Das Andachtsbuch ist in schwarzer Frakturschrift gedruckt, im Titel rote Hervorhebungen. Stilisierte Zangen- und Rankenfriese rahmen die Schriftseiten und den Holzschnitt in der Vorrede.
Der Samteinband trägt auf Vorder- und Rückendeckel gleichartigen Silberbeschlag: im Zentrum Kartusche mit Wappen von Pommern und Schleswig-Holstein, auf den Ecken geflügelte Engelsköpfe.
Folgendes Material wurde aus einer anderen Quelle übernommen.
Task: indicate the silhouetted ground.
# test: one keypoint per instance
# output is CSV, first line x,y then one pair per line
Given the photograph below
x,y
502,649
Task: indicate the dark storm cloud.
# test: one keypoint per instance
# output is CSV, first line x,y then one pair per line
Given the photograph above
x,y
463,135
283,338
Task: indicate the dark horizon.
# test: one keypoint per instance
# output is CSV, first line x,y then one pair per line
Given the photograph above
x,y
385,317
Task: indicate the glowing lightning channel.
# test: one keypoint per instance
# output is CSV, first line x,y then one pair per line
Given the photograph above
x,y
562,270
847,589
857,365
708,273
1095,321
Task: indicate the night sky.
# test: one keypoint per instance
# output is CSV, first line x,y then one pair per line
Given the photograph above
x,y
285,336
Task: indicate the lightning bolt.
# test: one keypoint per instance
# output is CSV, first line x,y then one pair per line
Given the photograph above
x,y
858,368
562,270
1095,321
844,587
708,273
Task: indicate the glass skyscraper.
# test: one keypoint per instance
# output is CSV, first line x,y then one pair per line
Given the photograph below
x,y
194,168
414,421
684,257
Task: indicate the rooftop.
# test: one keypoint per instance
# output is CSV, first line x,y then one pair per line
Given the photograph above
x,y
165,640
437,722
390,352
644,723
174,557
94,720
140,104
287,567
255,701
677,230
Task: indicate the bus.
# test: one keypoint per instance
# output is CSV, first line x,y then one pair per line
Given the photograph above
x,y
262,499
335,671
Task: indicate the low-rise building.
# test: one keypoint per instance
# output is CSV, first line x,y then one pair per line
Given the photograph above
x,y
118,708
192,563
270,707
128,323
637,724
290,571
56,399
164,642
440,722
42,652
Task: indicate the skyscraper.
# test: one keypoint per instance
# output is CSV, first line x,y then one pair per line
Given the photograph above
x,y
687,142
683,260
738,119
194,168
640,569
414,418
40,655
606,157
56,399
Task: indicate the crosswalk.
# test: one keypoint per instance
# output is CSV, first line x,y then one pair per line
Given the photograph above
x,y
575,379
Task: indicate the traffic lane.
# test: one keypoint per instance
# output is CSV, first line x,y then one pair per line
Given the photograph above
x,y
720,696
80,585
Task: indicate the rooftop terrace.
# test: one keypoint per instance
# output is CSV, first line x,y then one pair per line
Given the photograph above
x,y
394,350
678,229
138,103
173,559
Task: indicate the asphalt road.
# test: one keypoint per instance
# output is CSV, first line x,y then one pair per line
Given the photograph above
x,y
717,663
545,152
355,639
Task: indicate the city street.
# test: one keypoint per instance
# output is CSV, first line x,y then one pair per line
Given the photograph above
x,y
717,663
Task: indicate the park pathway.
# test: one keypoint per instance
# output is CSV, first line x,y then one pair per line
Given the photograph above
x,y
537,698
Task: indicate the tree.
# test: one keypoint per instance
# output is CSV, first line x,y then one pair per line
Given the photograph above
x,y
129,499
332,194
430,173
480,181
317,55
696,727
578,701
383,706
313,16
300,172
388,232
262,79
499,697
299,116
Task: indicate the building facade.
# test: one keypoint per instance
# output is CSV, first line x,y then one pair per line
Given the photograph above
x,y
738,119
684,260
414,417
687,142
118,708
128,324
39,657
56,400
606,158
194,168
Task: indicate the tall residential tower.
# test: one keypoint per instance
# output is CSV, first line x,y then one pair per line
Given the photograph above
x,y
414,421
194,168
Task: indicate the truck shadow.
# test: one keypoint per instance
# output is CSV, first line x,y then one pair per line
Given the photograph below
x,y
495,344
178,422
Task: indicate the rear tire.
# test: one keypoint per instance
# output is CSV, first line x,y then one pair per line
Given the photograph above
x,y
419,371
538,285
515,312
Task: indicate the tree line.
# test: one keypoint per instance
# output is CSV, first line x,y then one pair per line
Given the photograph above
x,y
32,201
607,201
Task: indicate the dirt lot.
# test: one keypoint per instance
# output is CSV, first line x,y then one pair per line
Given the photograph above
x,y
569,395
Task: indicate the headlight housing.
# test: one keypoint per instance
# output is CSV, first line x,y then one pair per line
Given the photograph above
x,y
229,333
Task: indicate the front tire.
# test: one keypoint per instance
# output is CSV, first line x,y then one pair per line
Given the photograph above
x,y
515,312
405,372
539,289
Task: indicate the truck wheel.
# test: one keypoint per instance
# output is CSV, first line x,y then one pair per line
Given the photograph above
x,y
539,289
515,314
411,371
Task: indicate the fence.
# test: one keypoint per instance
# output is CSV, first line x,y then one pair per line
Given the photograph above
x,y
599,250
Die beweglichen Riegel sind als weibliche Hermen ausgebildet, in ihren Schließenteilen wiederholen sich die Engelsköpfe der Eckbeschläge.
Titel: „Zwölff geistliche Andachten / Darinnen gar schöne trostreiche Gebet begriffen / Welches die rechte bewehrte heylsame Mittel / dadurch man ein gnädigen Gott / ein friedsames fröliches Gewissen / und endlich die Kron des ewigen Lebens erlangen und behalten kann. Jetzo aber von newen ubersehen / und mit noch mehr andern schönen Gebeten vermehret und gebessert / durch Philippum Kegelium, gewesenen Fürstlichen Lüneburgischen Praeceptorem. CUM PRIVILEGIO Leipzig / Gedruckt / in Verlegung Henning Grossen des Eltern / TIPIS GROSIANIS.“ 
Impressum am Ende des Textes: „Gedruckt zu Leipzig / durch Justum Jansonium / Im Jahr 1613.“
Widmung: „Dem Durchleuchtigsten / Großmächtigsten Fürsten und Herrn / Herrn CHRISTIAN, dem vierdten dieses Namens /zu Dennemarck / Norwegen / der Wenden und Gotten / etc.König / Hertzog zu Schleßwig / Holstein / Stormarn / und der Ditmarschen / Grafen zu Oldenburg und Delmenhorst / etc. meinem gnädigsten Herrn.“ Auf der nebenstehenden Seite Sinnspruch: Hin geht die Zeit / Her kömpt der Todt / O Mensch thue recht / und fürchte Gott.“

Lit.: Julius Lessing / Adolf Brüning: Der Pommersche Kunstschrank im Königlichen Kunstgewerbe-Museum, Berlin 1905, S. 39, Nr. P 1.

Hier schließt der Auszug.